Question

\( \int_{-\frac{\pi}{2}}^{\frac{\pi}{2}} (x^2 + \log (\frac{\pi - x}{\pi + x}) \cdot \cos x) dx = \)}

• A. 0
• B. \( \frac{\pi^3}{12} \)
• C. \( \frac{\pi^2}{2} - 4 \)
• D. \( \frac{\pi^2}{2} + 4 \)

Hint:

$\log(\frac{a-x}{a+x})$ is a classic odd function.
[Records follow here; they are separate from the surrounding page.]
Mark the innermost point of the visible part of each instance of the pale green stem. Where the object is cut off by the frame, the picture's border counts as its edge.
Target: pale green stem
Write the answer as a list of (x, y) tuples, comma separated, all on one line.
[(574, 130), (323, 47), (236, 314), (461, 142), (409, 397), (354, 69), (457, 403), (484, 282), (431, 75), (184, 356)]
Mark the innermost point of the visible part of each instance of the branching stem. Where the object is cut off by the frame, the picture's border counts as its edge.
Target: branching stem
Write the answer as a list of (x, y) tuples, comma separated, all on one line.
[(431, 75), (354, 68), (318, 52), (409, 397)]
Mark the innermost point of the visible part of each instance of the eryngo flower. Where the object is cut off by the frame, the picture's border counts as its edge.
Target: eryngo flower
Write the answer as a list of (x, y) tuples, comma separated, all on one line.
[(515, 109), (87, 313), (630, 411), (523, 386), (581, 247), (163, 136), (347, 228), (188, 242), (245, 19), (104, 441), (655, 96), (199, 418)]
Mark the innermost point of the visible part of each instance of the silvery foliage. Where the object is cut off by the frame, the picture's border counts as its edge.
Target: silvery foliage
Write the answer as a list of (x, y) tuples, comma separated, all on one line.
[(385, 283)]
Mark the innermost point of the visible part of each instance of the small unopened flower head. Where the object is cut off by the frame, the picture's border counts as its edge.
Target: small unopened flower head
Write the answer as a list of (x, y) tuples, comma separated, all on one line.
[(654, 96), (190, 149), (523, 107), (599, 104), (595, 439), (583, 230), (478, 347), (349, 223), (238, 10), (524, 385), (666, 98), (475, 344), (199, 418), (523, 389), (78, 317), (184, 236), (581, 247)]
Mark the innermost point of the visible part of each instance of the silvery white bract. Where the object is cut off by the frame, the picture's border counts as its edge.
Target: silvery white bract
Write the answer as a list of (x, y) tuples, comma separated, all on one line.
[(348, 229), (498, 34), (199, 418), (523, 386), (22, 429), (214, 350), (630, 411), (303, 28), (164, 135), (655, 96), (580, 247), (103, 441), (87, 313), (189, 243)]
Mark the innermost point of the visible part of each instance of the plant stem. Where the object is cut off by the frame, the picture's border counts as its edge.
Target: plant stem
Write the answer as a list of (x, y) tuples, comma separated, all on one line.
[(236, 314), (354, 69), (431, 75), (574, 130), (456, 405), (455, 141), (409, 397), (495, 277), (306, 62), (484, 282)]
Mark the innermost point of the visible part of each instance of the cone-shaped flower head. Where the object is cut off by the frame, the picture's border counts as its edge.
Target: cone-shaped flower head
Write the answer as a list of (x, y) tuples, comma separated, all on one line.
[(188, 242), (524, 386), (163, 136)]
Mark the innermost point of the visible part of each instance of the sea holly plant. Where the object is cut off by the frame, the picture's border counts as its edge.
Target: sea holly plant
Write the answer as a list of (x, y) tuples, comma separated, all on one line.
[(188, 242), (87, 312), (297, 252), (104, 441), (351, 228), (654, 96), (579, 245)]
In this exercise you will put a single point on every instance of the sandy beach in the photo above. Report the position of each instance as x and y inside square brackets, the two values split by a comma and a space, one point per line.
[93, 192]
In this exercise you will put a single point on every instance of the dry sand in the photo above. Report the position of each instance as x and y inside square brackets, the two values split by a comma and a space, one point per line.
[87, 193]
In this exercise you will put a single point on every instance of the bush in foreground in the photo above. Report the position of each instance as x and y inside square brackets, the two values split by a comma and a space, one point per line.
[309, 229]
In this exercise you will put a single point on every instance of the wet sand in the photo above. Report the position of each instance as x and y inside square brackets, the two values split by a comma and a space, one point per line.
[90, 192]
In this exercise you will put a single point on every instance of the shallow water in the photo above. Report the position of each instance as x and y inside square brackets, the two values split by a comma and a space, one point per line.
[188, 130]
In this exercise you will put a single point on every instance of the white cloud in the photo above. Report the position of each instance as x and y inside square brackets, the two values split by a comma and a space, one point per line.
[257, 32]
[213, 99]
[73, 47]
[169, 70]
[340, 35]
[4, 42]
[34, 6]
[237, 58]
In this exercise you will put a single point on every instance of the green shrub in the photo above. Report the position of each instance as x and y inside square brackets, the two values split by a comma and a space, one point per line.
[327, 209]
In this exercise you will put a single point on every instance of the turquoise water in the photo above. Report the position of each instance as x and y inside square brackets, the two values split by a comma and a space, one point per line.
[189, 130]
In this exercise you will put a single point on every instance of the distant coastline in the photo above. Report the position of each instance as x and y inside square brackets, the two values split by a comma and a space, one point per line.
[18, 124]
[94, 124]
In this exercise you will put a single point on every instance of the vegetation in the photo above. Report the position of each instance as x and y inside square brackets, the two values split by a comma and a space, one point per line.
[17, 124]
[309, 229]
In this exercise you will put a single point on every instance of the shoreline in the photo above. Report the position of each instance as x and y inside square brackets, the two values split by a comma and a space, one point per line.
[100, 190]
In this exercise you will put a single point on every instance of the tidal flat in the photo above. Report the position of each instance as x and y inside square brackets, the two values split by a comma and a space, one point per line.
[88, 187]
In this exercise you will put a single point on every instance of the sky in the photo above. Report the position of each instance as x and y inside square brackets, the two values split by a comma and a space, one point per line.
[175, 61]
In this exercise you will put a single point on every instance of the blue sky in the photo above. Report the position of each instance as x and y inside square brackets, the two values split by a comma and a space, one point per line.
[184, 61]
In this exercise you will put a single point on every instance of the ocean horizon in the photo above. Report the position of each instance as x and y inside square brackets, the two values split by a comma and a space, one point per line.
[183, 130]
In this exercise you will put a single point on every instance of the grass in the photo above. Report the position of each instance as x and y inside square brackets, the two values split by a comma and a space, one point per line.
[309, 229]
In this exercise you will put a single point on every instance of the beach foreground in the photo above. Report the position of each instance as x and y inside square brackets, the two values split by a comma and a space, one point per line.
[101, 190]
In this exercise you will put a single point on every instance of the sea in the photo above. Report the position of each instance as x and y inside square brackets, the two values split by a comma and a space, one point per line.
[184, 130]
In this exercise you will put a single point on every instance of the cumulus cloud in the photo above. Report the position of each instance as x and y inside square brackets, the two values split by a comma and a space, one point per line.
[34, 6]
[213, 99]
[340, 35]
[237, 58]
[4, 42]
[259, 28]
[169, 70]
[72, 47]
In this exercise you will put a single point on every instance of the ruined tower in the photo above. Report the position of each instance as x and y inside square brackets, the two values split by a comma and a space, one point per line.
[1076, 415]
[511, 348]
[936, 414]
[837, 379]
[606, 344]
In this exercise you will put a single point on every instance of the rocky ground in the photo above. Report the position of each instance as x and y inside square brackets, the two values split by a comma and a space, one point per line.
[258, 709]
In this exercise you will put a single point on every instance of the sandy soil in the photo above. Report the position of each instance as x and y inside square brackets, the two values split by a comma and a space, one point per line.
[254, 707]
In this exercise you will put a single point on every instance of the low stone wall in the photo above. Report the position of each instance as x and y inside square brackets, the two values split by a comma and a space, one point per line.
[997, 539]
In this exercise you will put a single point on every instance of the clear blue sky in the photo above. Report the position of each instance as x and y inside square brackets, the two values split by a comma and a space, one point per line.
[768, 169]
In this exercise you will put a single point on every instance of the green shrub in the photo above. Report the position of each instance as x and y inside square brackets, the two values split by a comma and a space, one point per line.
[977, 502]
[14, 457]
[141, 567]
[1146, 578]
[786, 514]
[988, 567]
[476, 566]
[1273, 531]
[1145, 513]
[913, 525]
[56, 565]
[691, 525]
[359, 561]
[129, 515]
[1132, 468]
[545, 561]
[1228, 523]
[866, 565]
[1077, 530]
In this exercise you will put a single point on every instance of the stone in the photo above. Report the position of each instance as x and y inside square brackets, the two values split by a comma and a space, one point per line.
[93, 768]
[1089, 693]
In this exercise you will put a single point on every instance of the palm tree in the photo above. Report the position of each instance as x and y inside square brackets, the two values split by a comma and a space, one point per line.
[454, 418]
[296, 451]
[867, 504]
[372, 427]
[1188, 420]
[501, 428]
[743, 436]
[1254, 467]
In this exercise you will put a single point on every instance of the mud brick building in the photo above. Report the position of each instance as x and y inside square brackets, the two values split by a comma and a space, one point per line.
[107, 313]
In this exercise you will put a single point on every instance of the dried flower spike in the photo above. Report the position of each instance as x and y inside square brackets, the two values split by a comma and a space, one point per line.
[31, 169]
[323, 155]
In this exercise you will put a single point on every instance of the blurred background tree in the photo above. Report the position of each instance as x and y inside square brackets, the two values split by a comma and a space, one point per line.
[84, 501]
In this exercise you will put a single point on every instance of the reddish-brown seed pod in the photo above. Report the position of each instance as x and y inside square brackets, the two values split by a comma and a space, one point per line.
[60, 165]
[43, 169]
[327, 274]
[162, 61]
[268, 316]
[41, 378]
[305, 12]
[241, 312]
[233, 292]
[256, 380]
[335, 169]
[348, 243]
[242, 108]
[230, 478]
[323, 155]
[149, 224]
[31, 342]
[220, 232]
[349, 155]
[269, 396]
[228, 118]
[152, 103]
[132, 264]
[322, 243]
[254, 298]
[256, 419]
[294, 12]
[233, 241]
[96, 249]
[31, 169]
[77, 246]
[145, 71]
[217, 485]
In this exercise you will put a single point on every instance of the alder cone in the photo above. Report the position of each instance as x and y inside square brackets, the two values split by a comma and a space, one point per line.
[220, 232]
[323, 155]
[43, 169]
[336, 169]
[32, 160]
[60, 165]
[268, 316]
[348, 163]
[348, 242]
Multiplying it by an even function ($\cos x$) keeps it odd.

Answer 1

The Correct Option is B

Step 1: Understanding the Question:
Use the properties of integration for odd and even functions over symmetric intervals \( [-a, a] \).
Step 2: Key Formula or Approach:
1. \( \int_{-a}^{a} f(x) dx = 2 \int_{0}^{a} f(x) dx \) if \( f \) is even.
2. \( \int_{-a}^{a} f(x) dx = 0 \) if \( f \) is odd.
Step 3: Detailed Explanation:
Let \( f(x) = x^2 \cos x \) and \( g(x) = \log(\frac{\pi - x}{\pi + x}) \cos x \).
\( f(-x) = (-x)^2 \cos(-x) = x^2 \cos x \to \) Even.
\( g(-x) = \log(\frac{\pi + x}{\pi - x}) \cos(-x) = -\log(\frac{\pi - x}{\pi + x}) \cos x \to \) Odd.
Thus, the integral becomes \( 2 \int_{0}^{\pi/2} x^2 \cos x dx + 0 \).
Use integration by parts twice for \( \int x^2 \cos x dx \):
\[ \int x^2 \cos x dx = x^2 \sin x - \int 2x \sin x dx \] \[ = x^2 \sin x - [2x(-\cos x) - \int 2(-\cos x) dx] \] \[ = x^2 \sin x + 2x \cos x - 2\sin x \] Evaluate from 0 to \( \pi/2 \):
\[ 2 \left[ (\frac{\pi^2}{4})(1) + 0 - 2(1) \right] - 0 = 2(\frac{\pi^2}{4} - 2) = \frac{\pi^2}{2} - 4 \] Step 4: Final Answer:
The result is \( \frac{\pi^2}{2} - 4 \).